Par un arrêt rendu le 16 février 2023, la Cour de justice de l’Union européenne a constaté le manquement d’un État membre à ses obligations de protection. La juridiction était saisie d’un recours visant à contrôler la conformité d’une législation nationale d’urgence adoptée durant la crise sanitaire mondiale de l’année 2020. Cette réglementation permettait aux organisateurs de voyages à forfait de proposer des prestations de substitution au lieu de procéder au remboursement immédiat des sommes versées. La Commission européenne a initié la procédure en arguant que le droit de l’Union impose une restitution monétaire intégrale dans un délai strict de quatorze jours. L’État défendeur invoquait, pour sa défense, la nécessité de préserver la solvabilité des entreprises du secteur touristique face à des circonstances exceptionnelles et imprévisibles. Le problème juridique résidait dans la possibilité pour un État de déroger aux droits des voyageurs en raison d’une crise économique systémique affectant les opérateurs. La Cour juge que la législation litigieuse a manqué aux exigences de la directive 2015/2302 en entravant le droit au remboursement inconditionnel. L’analyse du raisonnement des juges permet d’étudier la rigueur de la protection contractuelle puis les limites de l’autonomie législative nationale en période de crise.
I. La consécration d’un droit au remboursement intégral et immédiat
A. La lettre impérative de la directive 2015/2302
L’article 12 de la directive définit précisément les modalités de résiliation du contrat de voyage à forfait lorsque surviennent des circonstances exceptionnelles et inévitables. Les juges soulignent que l’organisateur doit procéder au remboursement « au plus tard quatorze jours après la résolution du contrat » selon les termes clairs du texte européen. Cette règle ne souffre aucune exception liée à la nature de l’événement perturbateur, qu’il s’agisse d’une catastrophe naturelle ou d’une crise sanitaire d’envergure. La Cour rappelle que le remboursement doit porter sur « tous les paiements effectués par le voyageur ou en son nom » sans frais de résolution supplémentaires. En introduisant un mécanisme de substitution obligatoire, la loi nationale a méconnu cette obligation de restitution pécuniaire prompte qui constitue le socle du droit européen.

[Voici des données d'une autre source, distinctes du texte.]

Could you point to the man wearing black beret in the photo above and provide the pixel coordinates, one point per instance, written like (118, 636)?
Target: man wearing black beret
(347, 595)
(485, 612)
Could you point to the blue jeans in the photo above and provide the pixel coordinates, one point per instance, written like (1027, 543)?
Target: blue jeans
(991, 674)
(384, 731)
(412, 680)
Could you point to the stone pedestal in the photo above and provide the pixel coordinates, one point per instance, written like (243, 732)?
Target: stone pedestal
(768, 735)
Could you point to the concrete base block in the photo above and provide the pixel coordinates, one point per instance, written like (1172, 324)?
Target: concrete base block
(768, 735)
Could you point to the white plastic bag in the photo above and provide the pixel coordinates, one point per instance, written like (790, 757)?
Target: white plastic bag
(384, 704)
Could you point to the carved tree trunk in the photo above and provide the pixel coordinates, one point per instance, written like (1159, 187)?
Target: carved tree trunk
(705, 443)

B. L’entrave au principe d’harmonisation complète
La directive 2015/2302 repose sur une harmonisation maximale qui interdit aux États membres de maintenir ou d’introduire des dispositions s’écartant du niveau de protection fixé. En créant un régime dérogatoire temporaire, l’autorité nationale a outrepassé ses compétences législatives en réduisant les garanties offertes par l’acte de l’Union européenne. Les magistrats affirment que les États ne disposent d’aucune marge de manœuvre pour « allonger le délai de remboursement » ou transformer la créance monétaire en bon d’achat. Cette interprétation stricte garantit une uniformité des droits des consommateurs sur l’ensemble du marché intérieur, indépendamment des spécificités géographiques ou sectorielles. La décision confirme que la protection de l’acheteur de voyages prévaut sur les arrangements contractuels imposés unilatéralement par les législations nationales d’exception.
II. L’inefficacité des justifications fondées sur les circonstances exceptionnelles
A. Le refus de la force majeure comme motif de dérogation
L’État membre a tenté de justifier sa réforme législative par l’existence d’une situation de force majeure menaçant la viabilité économique de son industrie touristique. La Cour de justice rejette cet argument en soulignant que le texte européen intègre déjà les circonstances exceptionnelles dans son mécanisme de répartition des risques. La survenance de tels événements autorise la résolution sans frais mais n’annule jamais l’obligation de restituer les fonds versés par les voyageurs lésés. Les juges précisent que le droit au remboursement est un droit « essentiel dont le bénéfice ne saurait être suspendu » par des considérations purement économiques. Cette position ferme écarte toute possibilité de modulation des obligations contractuelles en fonction de la gravité des crises extérieures affectant les professionnels.
B. La primauté de la protection du consommateur sur les intérêts des opérateurs
La décision met en lumière l’objectif principal de la directive qui est d’assurer un niveau élevé de protection des consommateurs au sein de l’Union. Le juge européen estime que les difficultés financières des organisateurs doivent être résolues par des aides d’État spécifiques et non par une réduction des droits individuels. En privilégiant les intérêts des voyageurs, la Cour rappelle que le risque d’entreprise ne doit pas être supporté par la partie faible au contrat de consommation. La portée de cet arrêt s’étend au-delà du cas d’espèce en réaffirmant l’intangibilité des délais de remboursement dans le cadre du droit de la consommation européen. Cette jurisprudence oblige désormais les États membres à concevoir des mécanismes de soutien qui respectent scrupuleusement le calendrier et les formes de la restitution financière.